Sedici anni di «no», così la Cgil suona sempre la stessa musica

Qualcuno dice che uno dei «miracoli italiani» di Silvio Berlusconi si sia manifestato il 12 novembre 1994: la resurrezione dei sindacati con lo sciopero generale (La Finanziaria ’95 non la beviamo era lo slogan) contro una riforma, quella delle pensioni, che uscì immutata nei contenuti due anni dopo con addosso le mentite e sinistre spoglie del governo Dini. A intonare il coro dei «no» era, allora come oggi, la Cgil: uscita a pezzi dopo la marcia dei 40mila, la sconfitta sulla scala mobile e il crollo dell’area politica di riferimento, la stagione della contrapposizione obbligata sembrava definitivamente chiusa con gli accordi del ’93 su redditi e lavoro, al crepuscolo della prima Repubblica.

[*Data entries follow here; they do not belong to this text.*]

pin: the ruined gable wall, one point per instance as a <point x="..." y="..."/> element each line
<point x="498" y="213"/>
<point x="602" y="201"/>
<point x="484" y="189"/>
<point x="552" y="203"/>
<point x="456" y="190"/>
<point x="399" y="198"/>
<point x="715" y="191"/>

E invece fu grazie a quello sciopero e a un «nemico» come Berlusconi con tutti i difetti possibili (imprenditore, amico dei fascisti, visceralmente anticomunista) che la Cgil si trovò suo malgrado di nuovo in trincea a fare da sponda a un centrosinistra in crisi d’identità che più di una volta ha cercato nel sindacato rosso un complice per una spallata. Che non è mai arrivata.
La ricetta Cgil è semplice: dire no a tutto quello che propone il centrodestra. Con i soliti, stanchi slogan che da 16 anni a questa parte Sergio Cofferati e Guglielmo Epifani ripetono come un disco rotto. Otto ottobre 2001: «La Finanziaria per il 2002 non mantiene le promesse elettorali, non è credibile sul fronte della crescita e non è equa», firmato Cofferati. «La manovra correttiva 2010 è iniqua e va cambiata in Parlamento», firmato Epifani, appena pochi giorni fa. In mezzo tonnellate di minacce gravide di sciagura: «Così si smantella il welfare, è una manovra che non dà né rigore né sviluppo, porta il Paese verso la deriva, è estremamente pericolosa» eccetera. Quando il 23 marzo Cofferati riempì con tre milioni di persone il Circo Massimo (500mila per la Questura, ma questa è un’altra storia...), a nove anni di distanza dallo sciopero generale sulle pensioni e sotto l’ombra infame del terrorismo dopo la morte del giuslavorista Marco Biagi, per la Cgil sembrò l’alba di una nuova stagione. Ma fu l’inizio della fine.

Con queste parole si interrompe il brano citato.